No one knew what Josh Whitaker was doing in Utopia, thirty miles from the nearest real town. In this part of Montana, that thirty miles felt like three hundred. Augustus had never felt such isolation and couldn’t imagine why Josh had come up here all the way from Missoula. Josh had been missing for almost a year, his body finally discovered in late September by two local teenagers, just before the cold spell.
But what Augustus knew that the press didn’t, according to phone company records, was that Josh had received two phones calls from Utopia just before he disappeared. Both from the pay phone outside Larkin & Sons Gas and Garage. He’d almost placed several phone calls to that pay phone, along with another to a C. Larkin that same day, the call to C. Larkin less than a minute in length, making Augustus wonder if Josh had reached Charlie. Her name had also showed up in an old date book of Josh’s with a notation beside it: help line.
What Augustus needed was to find out what Charlotte “Charlie” Larkin’s relationship had been with Josh Whitaker, how they’d met no doubt through Josh’s statewide help line program, why Josh might have come to Utopia to see her and why she might want him dead. No small task.
But hadn’t Emmett mentioned that Charlie Larkin had to quit college when her father had his heart attack? Was it possible she and Josh had met while she was attending the University of Montana in Missoula? That was where Josh had started his first help line.
“What a terrible way to die,” Trudi was saying. “Drowning.” She shivered.
“I heard it’s not that bad, like going to sleep,” the knitting woman said.

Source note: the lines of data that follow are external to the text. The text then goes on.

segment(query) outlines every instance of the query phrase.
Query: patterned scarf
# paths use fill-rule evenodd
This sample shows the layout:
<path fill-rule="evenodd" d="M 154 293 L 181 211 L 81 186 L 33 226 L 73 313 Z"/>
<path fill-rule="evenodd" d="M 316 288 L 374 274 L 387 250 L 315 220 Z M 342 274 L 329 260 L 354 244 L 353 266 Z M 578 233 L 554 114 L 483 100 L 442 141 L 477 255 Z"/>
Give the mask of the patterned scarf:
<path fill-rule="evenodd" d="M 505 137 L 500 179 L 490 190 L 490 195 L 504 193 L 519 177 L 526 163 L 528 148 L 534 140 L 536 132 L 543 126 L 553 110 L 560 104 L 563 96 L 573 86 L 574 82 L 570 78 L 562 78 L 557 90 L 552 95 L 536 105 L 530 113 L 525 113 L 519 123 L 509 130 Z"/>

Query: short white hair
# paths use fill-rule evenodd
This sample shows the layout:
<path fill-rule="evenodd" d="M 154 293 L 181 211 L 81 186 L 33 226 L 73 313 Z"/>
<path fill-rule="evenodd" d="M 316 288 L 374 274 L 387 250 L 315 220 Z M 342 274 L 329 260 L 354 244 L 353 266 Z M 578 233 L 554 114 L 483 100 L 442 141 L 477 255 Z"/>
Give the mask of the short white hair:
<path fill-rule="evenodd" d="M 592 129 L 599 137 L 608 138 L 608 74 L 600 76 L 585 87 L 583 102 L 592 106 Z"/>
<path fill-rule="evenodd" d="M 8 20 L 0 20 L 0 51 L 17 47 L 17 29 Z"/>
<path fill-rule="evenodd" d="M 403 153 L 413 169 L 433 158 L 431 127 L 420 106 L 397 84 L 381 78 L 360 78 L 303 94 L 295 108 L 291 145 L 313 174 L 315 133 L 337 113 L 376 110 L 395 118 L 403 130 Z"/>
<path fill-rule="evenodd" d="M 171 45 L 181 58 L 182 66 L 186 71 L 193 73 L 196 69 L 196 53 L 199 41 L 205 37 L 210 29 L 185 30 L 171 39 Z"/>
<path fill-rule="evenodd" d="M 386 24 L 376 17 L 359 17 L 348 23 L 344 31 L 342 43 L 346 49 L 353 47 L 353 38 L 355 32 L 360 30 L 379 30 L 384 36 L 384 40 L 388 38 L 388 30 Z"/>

“Marcella, I think you’re confusing drowning with hypothermia,” Helen said.
“Starvation,” Leroy said. “I guess that or a quick heart attack is the way to go.”
“Beats putting a gun to your head,” Helen agreed.

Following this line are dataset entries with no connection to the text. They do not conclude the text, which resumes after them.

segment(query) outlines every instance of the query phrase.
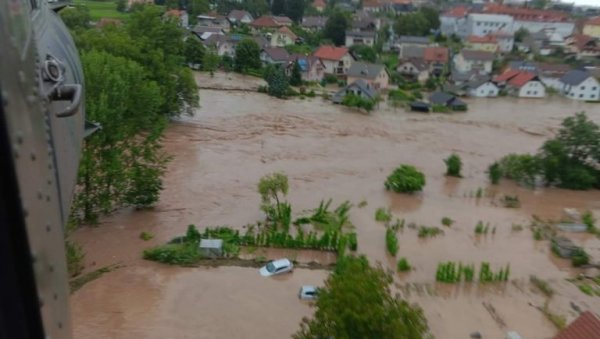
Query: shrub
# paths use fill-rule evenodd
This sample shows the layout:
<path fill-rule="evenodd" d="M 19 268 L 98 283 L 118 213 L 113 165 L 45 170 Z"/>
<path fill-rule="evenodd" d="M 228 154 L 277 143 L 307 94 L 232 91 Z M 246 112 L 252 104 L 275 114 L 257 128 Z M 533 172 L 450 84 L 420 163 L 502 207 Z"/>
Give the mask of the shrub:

An argument ensued over what caliber gun worked best. Augustus tried to steer the conversation back to the body in the lake. “Do they know what the drowned guy was doing here?”
The customers looked to Helen as if anyone in town would know, it would be her. She shrugged.
“Isn’t this lake off the beaten path?” Augustus asked.
“Yeah, but maybe he’d heard about those campers that were eaten by that grizzly and wanted to see the place,” Trudi said, all big-eyed.
Helen grimaced. “That’s pretty morbid and it was years ago. I can’t imagine he would have even heard about it.”
Augustus remembered from the national news stories when he was a senior in high school and working on the school newspaper. Mostly he remembered because there were only a few things that ate you. Sharks. Gators. Grizzlies. “Didn’t I read in the paper that he was seeing a local woman?” he lied, drawing the conversation back to Josh Whitaker.
“Wouldn’t know anything about that,” Helen said, going back to the kitchen to check on his chicken-fried steak. A few minutes later she handed Trudi a huge plate overflowing with meat, gravy and mashed potatoes and a side of canned peas through the pass-through.
“Charlie fixing your car, huh?” Helen asked him, returning to her spot at the counter across from Marcella.
“In the morning,” he said, taking the opening. “I heard she’s a pretty good mechanic.”
“Best in five counties,” Helen boasted as she lit another cigarette, definitely at home with the place, with herself.
Best in thirty miles, he could buy. Five counties though? That he seriously doubted.